Radiation oncology firm Varian Medical Systems' planned acquisition of Sirtex Medical is now in limbo. Varian informed the Australian interventional oncology therapy provider on May 22 that it would not issue a counterproposal to a higher offer from Chinese alternative asset manager CDH Investments.
Varian initially agreed in January to purchase Sirtex for $28 Australian ($21.2 U.S.) per share in cash, representing a total purchase price of approximately $1.6 billion Australian ($1.3 billion U.S.). Earlier this month, however, Sirtex received a bid from CDH for $33.6 Australian per share ($25.5 U.S.), leading to a total price of $1.9 billion Australian ($1.44 billion U.S.). Varian has the right under the acquisition agreement to submit a counterproposal to any offers but has elected not to do so.
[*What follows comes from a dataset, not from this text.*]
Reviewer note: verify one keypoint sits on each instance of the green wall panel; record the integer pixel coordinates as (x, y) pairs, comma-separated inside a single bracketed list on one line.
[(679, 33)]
Varian noted that the board of directors of Sirtex is still considering the relative merits and risks of the CDH proposal, but it has not yet formed a view on these matters and continues to unanimously support and recommend the Varian offer. The company also emphasized that its proposal has been unanimously approved by both boards, has fully committed financing, and has received all necessary regulatory approvals. Furthermore, Varian said that it remains ready to complete the deal following approval by Sirtex stockholders and the satisfaction of other customary closing conditions.
In contrast, the CDH proposal involves complex financing and leaves open the prospect of shareholder approval being obtained as late as March 2019, according to Varian. Furthermore, regulatory or antitrust approvals have not been obtained yet in relation to the CDH proposal, Varian said.